Кудрявцев откинулся на спинку кресла и выпустил дым тонкой струйкой.

– Круто прет. Как в молодости. Так что же эти твои… улетчики?

– "Летящие"?

– Ну.

– Да ничего. Достали меня с такой силой – не знаю, что с ними и делать-то. Ты серьезно к ним собираешься?

– Серьезно, – кивнул Кудрявцев. – А потом к ней.

– Это один хер. Они все в одной квартире живут. В Марьиной Роще.

– Правильное местечко.

– Да уж… А эту их мадам – кто ее только не трахал. Если она вмазанная, а она последнее время всегда на сто процентов вмазанная, то запросто.

– Я же не по этому делу, Артурчик. Я бы травы еще с удовольствием. А этого говна по вене…

– Ты чего? В твоем же клубе берется. Ты говоришь – говно?

– Для меня, Артур, вся химия – говно. Вот трава – вещь натуральная. А химия дрянь. Ну, нравится, пусть их. Пусть ширяются. А я не люблю. Ладно. Все, время.

Кудрявцев поднес к глазам часы.

– Поеду посмотрю, как они там, в этой своей Марьиной…

– Давай подвезу тебя, – сказал Ваганян. – А то ты уже никакой.

– Какой, какой. Я еще с молодыми потягаться могу. Ты меня, Артурчик, плохо знаешь.

– Нормально я тебя знаю. Поехали.

Роман вызвал начальника охраны клуба.

– Костя, – сказал он, когда в дверях бесшумно возник невысокого роста человек в скромном костюме, меньше всего похожий на предводителя мордоворотов, охраняющих вход в заведение. – Мы сейчас отъедем… Что там с машинами?

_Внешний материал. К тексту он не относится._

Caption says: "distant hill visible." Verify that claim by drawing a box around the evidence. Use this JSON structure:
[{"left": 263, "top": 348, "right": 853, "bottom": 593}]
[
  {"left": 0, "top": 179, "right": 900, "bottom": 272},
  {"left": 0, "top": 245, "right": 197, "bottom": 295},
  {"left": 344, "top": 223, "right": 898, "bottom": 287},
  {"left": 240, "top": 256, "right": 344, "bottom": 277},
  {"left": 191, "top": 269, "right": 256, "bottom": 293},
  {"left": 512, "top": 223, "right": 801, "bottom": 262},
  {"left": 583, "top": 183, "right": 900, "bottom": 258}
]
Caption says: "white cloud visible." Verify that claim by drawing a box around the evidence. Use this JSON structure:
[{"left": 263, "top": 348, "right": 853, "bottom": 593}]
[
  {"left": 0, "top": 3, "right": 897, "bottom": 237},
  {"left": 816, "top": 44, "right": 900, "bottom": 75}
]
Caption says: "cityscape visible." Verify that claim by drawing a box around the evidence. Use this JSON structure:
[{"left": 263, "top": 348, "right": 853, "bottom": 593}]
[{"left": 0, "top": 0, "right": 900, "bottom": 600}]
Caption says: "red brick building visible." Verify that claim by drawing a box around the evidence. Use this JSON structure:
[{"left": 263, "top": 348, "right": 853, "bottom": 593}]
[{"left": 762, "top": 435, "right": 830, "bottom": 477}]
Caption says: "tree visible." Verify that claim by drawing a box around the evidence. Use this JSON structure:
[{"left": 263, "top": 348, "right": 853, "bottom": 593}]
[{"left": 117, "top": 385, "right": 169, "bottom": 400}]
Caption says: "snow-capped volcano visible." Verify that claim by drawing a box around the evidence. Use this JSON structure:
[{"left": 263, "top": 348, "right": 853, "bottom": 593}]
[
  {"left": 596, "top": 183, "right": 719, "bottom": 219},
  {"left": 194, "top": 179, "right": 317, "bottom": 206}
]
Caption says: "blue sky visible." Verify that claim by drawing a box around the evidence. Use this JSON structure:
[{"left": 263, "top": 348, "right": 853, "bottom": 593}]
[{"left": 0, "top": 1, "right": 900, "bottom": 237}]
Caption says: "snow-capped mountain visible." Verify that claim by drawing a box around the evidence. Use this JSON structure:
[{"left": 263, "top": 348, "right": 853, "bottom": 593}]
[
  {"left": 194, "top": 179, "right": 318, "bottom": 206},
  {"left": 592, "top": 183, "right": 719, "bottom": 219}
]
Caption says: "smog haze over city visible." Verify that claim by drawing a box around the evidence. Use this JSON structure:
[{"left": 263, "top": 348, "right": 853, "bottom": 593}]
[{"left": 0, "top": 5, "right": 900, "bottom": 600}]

– Джип ваш на стоянке… Подогнать ко входу?

– Да, пожалуйста…

– Водитель?..

– Нет. Я сам за руль сяду.

– Да?

В голосе начальника охраны послышалась растерянность.

– Костя, я сказал!

– Может быть, сопровождение?..

– Ничего не надо. Тут рядом.

Роман посмотрел на Ваганяна:

– Недалеко ведь?

– Совсем близко, – сказал Артур.

– Вот видишь! И потом – время-то какое. Улицы пустые.

– Когда это было, чтобы в Москве улицы пустые были? Только при советской власти разве что.

– Ладно, Костян, не ной, пожалуйста. Не строй из себя няньку. Тебе не идет.

Костя пожал плечами:

– Как скажете.

– Вот так-то лучше, – улыбнулся Роман. – Курнуть хочешь?

– Я на работе, – со вздохом ответил Костя.

– Ну ладно. Тогда давай машину ко входу… А твоя тачка где? – спросил он у Артура.

– На стоянке. Где ж еще?

– Поедем на моей. Свою оставь. Костя, посмотришь, чтобы там все было в порядке.

– Что за машина?

– "БМВ", серая, – сказал Артур.

– А-а, видел. Хорошо, проследим.

– Ну, двинули?

Роман пружинисто, как ему показалось, поднялся с кресла и чуть не упал на стол. Его повело в сторону, он несколько раз мелко переступил, таща за собой кресло, наконец обрел равновесие и рассмеялся.

– Хо-ро-шо-о-о! Чувствую, что отдыхаю. В кои-то веки!

– Ну-ну. – Стоявшй в дверях Костя покачал головой.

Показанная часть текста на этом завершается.